◎ 貓哆哩
你曾伴我共度春夏
◎ 貓哆哩

高二那年,校刊編輯部下發采訪任務,我和隔壁班的你被分為一組。我們融進商業街的人潮里,我負責攔下過路的行人,你則耐心地扛著攝像機站在我身后不遠的位置。
采訪結束時已近黃昏,我跟著你漫步街頭,最后選擇在一家24小時營業的便利店里整理材料。店里播放著輕音樂,沒多久,我便枕著紙張睡著了,恍恍惚惚醒來時,發現你的棒球衫搭在我的肩上。“睡夠了?”你的語氣里藏著不耐煩,可我卻從你為我披衣服的細節中看穿了你的刀子嘴豆腐心。
“反正現在往宿舍趕也來不及了,不如我們去看日出吧。”你帶著我走向長街盡頭,架好相機,尋了個最佳的觀景位置,江面上的水紋波瀾起伏,日光將茫茫的天際一點點染上溫暖的色調。趁微風拂面,我張開雙手立在初升的朝陽前,忽然聽見你喊我的名字:“潘西!”我正回頭時你迅速按下快門,在暖光的映襯下,你的笑容愈發明亮。
我央求你將日出時偷拍我的照片洗出來還給我,你卻總是搪塞說“下次下次”。也許彼時的我早該明白,我在乎的根本不是青春時代唯一一次熬過黑夜迎來日出的經歷,亦不是照片中的自己究竟留下了怎樣的模樣,而是我曾出現在你的鏡頭里,成為吸引你視線的中心。
我們的初識,發生在圖書館,我踮起腳費力地夠一本被放置在書案頂層的《傲慢與偏見》,卻不小心將頂層那排書都碰落,是我身旁的你以最快的速度抵達我身邊,伸出雙手替我擋住了險些砸到我的書。

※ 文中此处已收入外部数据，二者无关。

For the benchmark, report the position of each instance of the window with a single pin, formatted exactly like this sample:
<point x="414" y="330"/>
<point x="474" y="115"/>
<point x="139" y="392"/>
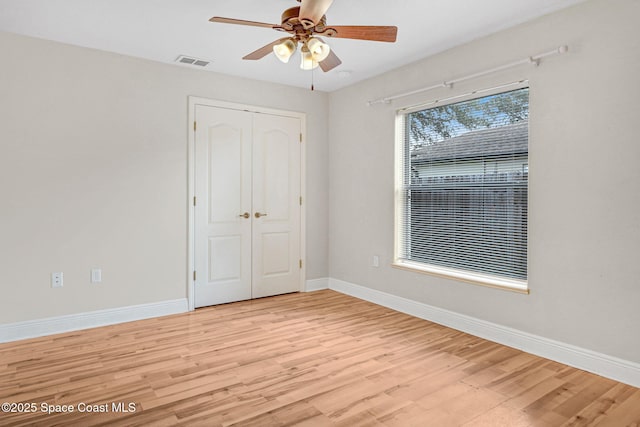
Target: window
<point x="462" y="190"/>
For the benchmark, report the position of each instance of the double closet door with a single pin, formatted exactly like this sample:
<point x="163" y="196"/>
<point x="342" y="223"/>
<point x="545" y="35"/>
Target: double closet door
<point x="247" y="206"/>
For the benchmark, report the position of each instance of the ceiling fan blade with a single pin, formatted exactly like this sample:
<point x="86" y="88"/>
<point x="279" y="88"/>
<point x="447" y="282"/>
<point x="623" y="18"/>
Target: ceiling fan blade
<point x="330" y="62"/>
<point x="313" y="10"/>
<point x="241" y="22"/>
<point x="363" y="32"/>
<point x="263" y="51"/>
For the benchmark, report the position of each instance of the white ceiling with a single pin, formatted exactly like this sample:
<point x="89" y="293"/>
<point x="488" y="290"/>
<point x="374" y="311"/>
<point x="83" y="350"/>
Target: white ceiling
<point x="161" y="30"/>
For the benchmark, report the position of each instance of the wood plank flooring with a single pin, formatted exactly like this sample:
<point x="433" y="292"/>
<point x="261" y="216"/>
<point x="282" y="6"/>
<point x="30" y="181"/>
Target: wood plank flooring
<point x="315" y="359"/>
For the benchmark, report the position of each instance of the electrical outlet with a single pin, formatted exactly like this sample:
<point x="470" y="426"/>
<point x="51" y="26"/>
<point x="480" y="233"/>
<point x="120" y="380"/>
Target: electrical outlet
<point x="56" y="280"/>
<point x="96" y="275"/>
<point x="376" y="261"/>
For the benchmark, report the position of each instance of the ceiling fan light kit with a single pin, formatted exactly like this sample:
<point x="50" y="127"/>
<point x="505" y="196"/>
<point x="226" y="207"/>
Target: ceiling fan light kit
<point x="304" y="23"/>
<point x="284" y="49"/>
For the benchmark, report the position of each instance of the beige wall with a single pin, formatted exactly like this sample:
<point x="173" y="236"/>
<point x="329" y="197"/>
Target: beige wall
<point x="584" y="272"/>
<point x="93" y="173"/>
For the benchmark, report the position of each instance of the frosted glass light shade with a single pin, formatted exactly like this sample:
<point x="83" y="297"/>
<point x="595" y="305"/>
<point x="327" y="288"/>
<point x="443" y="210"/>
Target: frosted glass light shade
<point x="319" y="50"/>
<point x="284" y="50"/>
<point x="307" y="63"/>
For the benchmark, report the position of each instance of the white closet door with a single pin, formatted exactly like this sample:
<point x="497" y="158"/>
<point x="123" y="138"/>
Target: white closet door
<point x="276" y="205"/>
<point x="247" y="215"/>
<point x="223" y="195"/>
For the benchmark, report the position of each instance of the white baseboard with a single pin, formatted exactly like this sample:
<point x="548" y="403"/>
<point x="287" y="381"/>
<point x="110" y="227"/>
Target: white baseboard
<point x="316" y="284"/>
<point x="607" y="366"/>
<point x="92" y="319"/>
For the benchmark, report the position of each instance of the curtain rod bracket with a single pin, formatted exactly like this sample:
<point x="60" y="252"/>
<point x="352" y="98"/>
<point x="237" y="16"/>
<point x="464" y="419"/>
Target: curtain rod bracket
<point x="534" y="59"/>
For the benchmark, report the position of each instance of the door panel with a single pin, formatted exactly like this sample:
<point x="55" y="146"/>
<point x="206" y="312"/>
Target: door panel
<point x="247" y="215"/>
<point x="276" y="184"/>
<point x="223" y="193"/>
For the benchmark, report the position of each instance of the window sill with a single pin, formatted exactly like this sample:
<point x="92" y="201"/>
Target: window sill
<point x="512" y="285"/>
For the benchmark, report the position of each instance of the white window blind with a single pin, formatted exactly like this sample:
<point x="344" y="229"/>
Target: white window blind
<point x="464" y="191"/>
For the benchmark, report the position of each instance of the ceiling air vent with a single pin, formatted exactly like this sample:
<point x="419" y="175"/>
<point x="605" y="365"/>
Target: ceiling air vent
<point x="190" y="60"/>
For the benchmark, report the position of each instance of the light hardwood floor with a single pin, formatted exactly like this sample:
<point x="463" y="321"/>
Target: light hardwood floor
<point x="315" y="359"/>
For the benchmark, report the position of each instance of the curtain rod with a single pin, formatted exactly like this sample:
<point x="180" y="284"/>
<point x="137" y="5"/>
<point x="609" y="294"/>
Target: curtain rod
<point x="535" y="60"/>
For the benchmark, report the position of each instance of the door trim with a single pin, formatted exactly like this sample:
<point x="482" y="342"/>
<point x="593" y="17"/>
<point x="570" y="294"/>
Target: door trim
<point x="193" y="102"/>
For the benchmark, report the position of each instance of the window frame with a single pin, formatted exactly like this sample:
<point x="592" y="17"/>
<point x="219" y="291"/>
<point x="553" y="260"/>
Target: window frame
<point x="476" y="278"/>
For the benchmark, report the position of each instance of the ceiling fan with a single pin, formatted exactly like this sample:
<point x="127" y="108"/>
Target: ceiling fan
<point x="304" y="24"/>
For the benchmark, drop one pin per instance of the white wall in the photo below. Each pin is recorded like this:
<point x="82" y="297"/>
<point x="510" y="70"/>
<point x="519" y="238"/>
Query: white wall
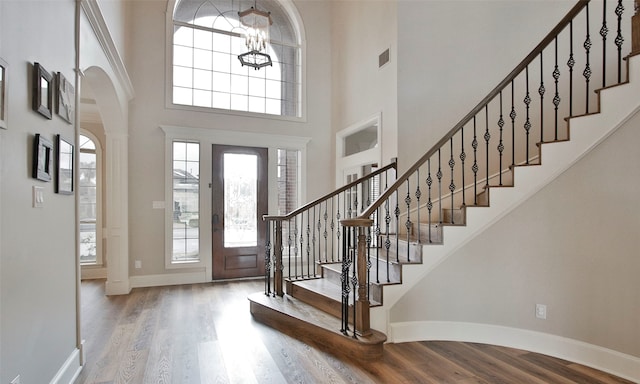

我被突如其來的意外嚇得呆住,反應過來要替你檢查有沒有受傷時,你卻早已固執地起身:“不用了,我沒事。”臨走時,你將手臂縮進校服衣袖里,轉身留給我一個背影。
當我在《傲慢與偏見》中讀到“傲慢讓別人無法來愛我,偏見讓我無法去愛別人”時,忽然聯想到了那個總是口是心非的你。我不愿錯過任何關于你的消息,所以我知道,在那之后你忍著疼痛獨自去了醫務室包扎傷口。
高三那年800米體測,槍聲響起后,我的心跳不斷加速,還沒跑完一圈便已沒了力氣。沒想到你會忽然出現在操場,并朝著我的方向跑來:“潘西,加油!”我有些受寵若驚,你在到達我身邊的位置時調整了速度與我保持一致。我在里圈你在外圈,望向你的一瞬間,我覺得對我來說仿佛沒有盡頭的終點忽然近在眼前。
那是我第一次在規定時間內跑完了800米。我想要道謝時你卻擺擺手轉過身,我注意到你的臉色不太好,后來我才知道,那時的你剛跑完1000米體測,本已筋疲力盡,卻還是固執地陪我跑完了800米的后半程。
高考前一周,我們并肩坐在籃球場邊,夕陽落下,我身邊的少年有最美好的側臉。“你以后想遠離這里嗎?”我的聲音幾乎淹沒在場上哄搶籃球的嘈雜聲中,盯著籃球的你停頓了片刻才開口:“那你呢,你想嗎?”我轉過頭,發現你的視線轉向我,我忽然緊張起來:“我想去遠方看更多沒看過的景色。”
過了幾天,我久違地登了一下聊天軟件,看見了你給我的留言:高考加油!順手點開你的名片,我看見了幾天前你更新的簽名“想去遠方,想看更多沒看過的景色。”想起之前我們的對話,我的心里一陣感動,原來你一直都把我的答案放在很重要的位置。
高考結束的那天,收到你給我發的短信:“有東西送給你,回學校拍畢業照時見。”6月末,你如約出現在我的視線里,我們默契地走回高二那年做采訪任務后又共同看過日出的那條街,快要走到盡頭時,身邊的你停下腳步,鄭重地將照片遞給我:“霸占了這么久,現在也該還給你了。”
我接過,發現是一年前你的鏡頭里站在江邊迎接日出的我,我抬起頭對上你的視線:“我也有東西給你。”“是嗎?”你的語氣明顯有些驚喜。我拿出令我們相識的那本《傲慢與偏見》遞給你:“不介意劇透吧,達西和伊麗莎白最后在一起了。”